Goto desktop  Move back one step  Move forward one step  Sitemap
Larger font Smaller font
   Download software

Corpus Presenter, Version 14   (c. 40 MB Zip file). Build: December 2014.

Files for the Helsinki corpus

Version 14 Corpus Presenter is a major upgrade of the program compared to previous versions and contains many significant enhancements. It is entirely free of charge and does not require registration or a password.

Installation process greatly simplified and improved

All you need do is download the ZIP file from the link in the above box and then extract the single .EXE file called Corpus_Presenter_14_Setup.exe. Double click on this file to open it. It will install Corpus Presenter 14 in less than a minute on any Windows-based computer system.

Apart from Corpus Presenter I program adaptations of this corpus software for university colleagues who have prepared or are preparing a corpus of their own and wish to have sophisticated retrieval software to go with this. So far such adaptations have been published by the Dutch linguistic publishers John Benjamins who also published the original of Corpus Presenter (version 7) in 2003. Anyone colleagues interested in an adaptation of Corpus Presenter to go with their corpus and which they would like to publish are advised to contact me at

If you have installed a previous version of Corpus Presenter on your computer, please remove it first (via the Add/Remove Software module in the Control Panel). Delete the directory C:\Program Files\Corpus Presenter as well.

Corpus Presenter works best with Windows XP / Windows Vista / Windows 7 / Windows 8 or 8.1. Make sure that you have installed the latest Service Pack for Windows XP, currently Service Pack 3, June 2009, available from Microsoft at the following address: (Windows XP, Service Pack 3)

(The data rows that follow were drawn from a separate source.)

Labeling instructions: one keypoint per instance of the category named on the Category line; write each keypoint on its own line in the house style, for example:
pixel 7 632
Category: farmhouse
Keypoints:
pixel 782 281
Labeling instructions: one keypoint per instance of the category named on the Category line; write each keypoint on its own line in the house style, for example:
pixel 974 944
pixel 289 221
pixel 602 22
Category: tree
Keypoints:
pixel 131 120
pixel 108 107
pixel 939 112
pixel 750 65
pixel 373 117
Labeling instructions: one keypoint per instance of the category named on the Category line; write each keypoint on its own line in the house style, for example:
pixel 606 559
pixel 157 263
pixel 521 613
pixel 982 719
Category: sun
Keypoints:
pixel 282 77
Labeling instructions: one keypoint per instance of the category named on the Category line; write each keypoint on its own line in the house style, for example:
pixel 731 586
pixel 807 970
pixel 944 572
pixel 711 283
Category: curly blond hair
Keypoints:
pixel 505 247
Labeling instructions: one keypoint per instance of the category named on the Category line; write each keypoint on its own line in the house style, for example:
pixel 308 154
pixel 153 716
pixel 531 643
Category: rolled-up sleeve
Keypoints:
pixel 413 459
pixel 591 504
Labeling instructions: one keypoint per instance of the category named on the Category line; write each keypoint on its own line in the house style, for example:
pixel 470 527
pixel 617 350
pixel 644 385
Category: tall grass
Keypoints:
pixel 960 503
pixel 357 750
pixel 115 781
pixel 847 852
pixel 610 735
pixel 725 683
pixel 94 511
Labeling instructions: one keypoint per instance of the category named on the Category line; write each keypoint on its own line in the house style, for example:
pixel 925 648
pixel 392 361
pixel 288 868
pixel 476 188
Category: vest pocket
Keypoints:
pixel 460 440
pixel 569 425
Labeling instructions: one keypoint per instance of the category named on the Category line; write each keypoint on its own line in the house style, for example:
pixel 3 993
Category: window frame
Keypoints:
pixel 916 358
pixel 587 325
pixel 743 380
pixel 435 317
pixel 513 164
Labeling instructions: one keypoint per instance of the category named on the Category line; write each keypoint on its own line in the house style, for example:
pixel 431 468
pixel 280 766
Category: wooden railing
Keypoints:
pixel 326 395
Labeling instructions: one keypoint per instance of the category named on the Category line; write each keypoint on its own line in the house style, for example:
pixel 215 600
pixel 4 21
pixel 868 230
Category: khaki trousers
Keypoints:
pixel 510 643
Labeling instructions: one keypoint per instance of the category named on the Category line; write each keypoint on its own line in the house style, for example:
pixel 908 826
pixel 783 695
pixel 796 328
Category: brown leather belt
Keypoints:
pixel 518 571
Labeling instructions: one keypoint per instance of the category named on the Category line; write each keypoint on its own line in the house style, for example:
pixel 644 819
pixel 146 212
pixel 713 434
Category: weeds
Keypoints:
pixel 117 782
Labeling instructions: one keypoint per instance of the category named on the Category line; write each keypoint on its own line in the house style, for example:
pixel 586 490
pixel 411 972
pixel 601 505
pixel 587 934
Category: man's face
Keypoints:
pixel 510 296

You are not advised to use versions of the operating system older than Windows XP (i.e. not Windows 2000 and certainly not Windows 98). For legal reasons, I must stress that you use Corpus Presenter at your own risk. The program can be removed easily from your computer via the Add/Remove Software module in the Control Panel of Windows XP (called the Programs and Features module in versions of and after Windows 7).

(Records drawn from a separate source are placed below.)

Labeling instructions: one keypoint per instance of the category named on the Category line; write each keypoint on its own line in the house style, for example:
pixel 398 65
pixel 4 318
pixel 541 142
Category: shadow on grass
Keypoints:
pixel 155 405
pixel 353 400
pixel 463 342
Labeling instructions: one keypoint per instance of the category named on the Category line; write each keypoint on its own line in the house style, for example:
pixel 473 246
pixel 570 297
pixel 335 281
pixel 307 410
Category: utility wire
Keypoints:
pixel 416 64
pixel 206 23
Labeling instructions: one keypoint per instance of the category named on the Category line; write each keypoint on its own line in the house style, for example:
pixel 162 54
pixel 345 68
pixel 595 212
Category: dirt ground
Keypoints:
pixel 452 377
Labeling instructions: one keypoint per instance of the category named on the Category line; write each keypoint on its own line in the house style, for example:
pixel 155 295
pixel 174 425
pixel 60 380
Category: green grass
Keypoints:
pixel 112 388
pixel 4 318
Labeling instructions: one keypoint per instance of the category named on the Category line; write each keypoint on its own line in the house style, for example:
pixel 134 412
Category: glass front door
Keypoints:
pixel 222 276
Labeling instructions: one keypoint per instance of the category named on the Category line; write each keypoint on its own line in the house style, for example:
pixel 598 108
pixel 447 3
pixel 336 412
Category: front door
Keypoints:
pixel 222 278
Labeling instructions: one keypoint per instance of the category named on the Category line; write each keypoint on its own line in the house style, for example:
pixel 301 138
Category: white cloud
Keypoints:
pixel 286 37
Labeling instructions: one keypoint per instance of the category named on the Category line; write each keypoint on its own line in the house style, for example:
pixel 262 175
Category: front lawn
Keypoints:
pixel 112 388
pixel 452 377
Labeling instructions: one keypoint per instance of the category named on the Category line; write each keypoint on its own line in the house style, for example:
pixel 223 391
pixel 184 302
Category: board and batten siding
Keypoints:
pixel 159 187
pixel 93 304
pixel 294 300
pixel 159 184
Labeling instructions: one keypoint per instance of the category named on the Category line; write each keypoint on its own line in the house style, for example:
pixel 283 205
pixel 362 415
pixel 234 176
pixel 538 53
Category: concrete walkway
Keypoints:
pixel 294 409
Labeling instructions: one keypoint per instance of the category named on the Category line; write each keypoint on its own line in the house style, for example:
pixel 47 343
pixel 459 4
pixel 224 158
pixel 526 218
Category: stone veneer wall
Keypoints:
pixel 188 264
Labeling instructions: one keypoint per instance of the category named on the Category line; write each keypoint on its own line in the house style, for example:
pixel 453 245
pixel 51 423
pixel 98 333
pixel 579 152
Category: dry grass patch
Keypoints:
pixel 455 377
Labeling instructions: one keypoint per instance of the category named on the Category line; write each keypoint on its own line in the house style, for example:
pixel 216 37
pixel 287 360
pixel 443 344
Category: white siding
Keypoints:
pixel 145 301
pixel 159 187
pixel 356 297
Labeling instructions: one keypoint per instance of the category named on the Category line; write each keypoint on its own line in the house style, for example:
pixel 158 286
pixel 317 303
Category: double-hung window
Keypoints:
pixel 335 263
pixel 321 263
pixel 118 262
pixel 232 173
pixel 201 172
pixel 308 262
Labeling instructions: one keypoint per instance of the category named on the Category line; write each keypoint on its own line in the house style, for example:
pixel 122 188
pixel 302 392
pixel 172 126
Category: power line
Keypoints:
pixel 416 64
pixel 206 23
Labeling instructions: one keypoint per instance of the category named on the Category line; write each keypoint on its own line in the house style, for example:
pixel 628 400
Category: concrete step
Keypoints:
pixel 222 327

The current version of Corpus Presenter is Version 14, build: December 2014 (see download link above). It follows on Version 13 (July 2013), Version 12 (September 2012), Version 11 (February 2009) and previous versions, including Version 7 supplied with the book. You do not need previous versions to run Version 14. You can update from the CD with the book (Version 7) directly to Version 14. Please uninstall all previous versions and re-start your computer before installing Version 14.

The book Corpus Presenter can be purchased from John Benjamins (see the relevant section of their website). If either you or your library purchase the book then this entitles you to support from the author.

   Helsinki Corpus Files (size: 91 KB)

The Helsinki Corpus of English Texts consists of 242 text files which are located in a single directory. I have constructed a data set file – Helsinki_Corpus.cpd – which will display the Helsinki Corpus as a hierarchical tree divided into layers according to period (Old, Middle and Early Modern English) and sub-period and then by genre as can be seen in the following screen shot.

The second file is intended for use with the supplied utility Corpus Presenter Find Text. The file is Helsinki_Codes.lst and it will replace the sequences of "+" and a letter with the actual Old and Middle English symbols, ash, thorn and eth in all the texts of the corpus which contain these. This makes the Old and Middle English texts much more readable. Bear in mind that the symbols, ash, thorn and eth can be accessed in Corpus Presenter modules by clicking on the button OE/ME, e.g. in the search options window of the Quick search or the parameters window on the Advanced search level.

To carry out the replacements, do the following. Unzip the download file from the above link to the directory in which you keep the files of the Helsinki Corpus. Start Corpus Presenter Find Text and enter this directory. Choose Helsinki_Codes.lst as the file with input form for the Find / Replace operation. Select all the forms and click on the Proceed button. When the files have been processed, all replacements will have been made, some 202,550 in all. The procedure should take some minutes, that is normal.

The problem of yogh

In the ZIP file there is another file for doing replacements in Helsinki Corpus texts, namely Helsinki_Codes_with_Yogh.lst. The following additional lines can be found in this file:

+g   3   
+G   3   

These replace all instances of +g and +G, the representation of yogh in the Helsinki Corpus texts, with the number 3 (there are no separate uppercase and lowercase forms for Arabic numerals, hence the same replacement in both cases). The only problem here is that earlier English yogh is not really a 3 (the number ‘three’). If you do carry out this replacement in the Helsinki Corpus texts, then you will have to remember to enter 3 every time you search for a string in Corpus Presenter which has yogh (= 3) in it. You can do that, it’s messy I admit, but it is a solution because 3 instead of +g is definitely makes texts more readable.

There are two further data set files in the ZIP file (1) CEECS.cpd which is designed to work with the Corpus of Early English Correspondence Sampler by Terttu Nevalainen and Helena Raumolin-Brunberg, (2) Old_Scots.cpd which can be used with the Helsinki Corpus of Older Scots by Anneli Meurman-Solin.